ESB: The lighter alternative for integration
Published: 29 Jan 2004 17:25 GMT
Traditionally, organisations looking to integrate applications and software have tended to look to Enterprise Application Integration (EAI) platforms from players like Tibco or Vitria.
But while still the gold standard for heavy-duty integration, the platform approach -- often also called 'hub and spoke' -- is a non-trivial task in terms of both initial cost and consultancy. A new alternative gaining traction among analysts is a Java-based alternative, Enterprise Service Bus (ESB).
"ESB is good because the system is inherently networked and distributed," notes IDC's director of European software research, Rob Hailstone. He likes ESB because of it being standards-based, but also because it's extensible.
ESB has come out of two sources: messaging and Java.
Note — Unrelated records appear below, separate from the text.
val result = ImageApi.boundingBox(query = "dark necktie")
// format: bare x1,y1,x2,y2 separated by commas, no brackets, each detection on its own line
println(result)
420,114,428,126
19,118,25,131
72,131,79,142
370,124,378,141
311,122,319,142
The idea is that applications are connected to a more lightweight backbone than the traditional EAI platform, which then takes care of functions such as intelligent routing and transformation, connecting and coordinating the interaction of services across highly distributed contexts.
Messaging may be an incomplete way of appreciating what ESB is all about, however. "ESB is a really new sort of message-broker based architecture, taking on a further stage architectures like the Common Object Request Broker Architecture of the 1990s," thinks Christophe Toulemonde, integration programme director for Meta Group in Paris.
No matter what their intellectual provenance, there's no denying ESB is a hot topic for the integration market. In a recent research note (December 2003) Gartner went so far as to predict that ESBs will replace traditional communication middleware in new applications by 2007.
Integration observers think this will be because people can't really afford to wait around to do everything EAI-fashion, and also can use this as an entry point into the coming SOA (service-oriented architecture) future. "Traditional EAI hubs make sense if you're taking on a big project which can cost justify linking a large number of systems," says IDC's Hailstone. "But in reality most integration is about linking more like two. ESB can help in making that move more cost effective. And in terms of product maturity we're up to round two now, with some reasonably mature products. So the good news is that in the end, service-oriented architecture will make it much more possible to do 'mix and match' integration projects."
ESB fans claim this is a both a lower-cost and less complex alternative, which though at the moment probably best suited for tactical integration, usually around linking existing systems with the Web, is set for explosive growth on the back of rising deployment of Web services.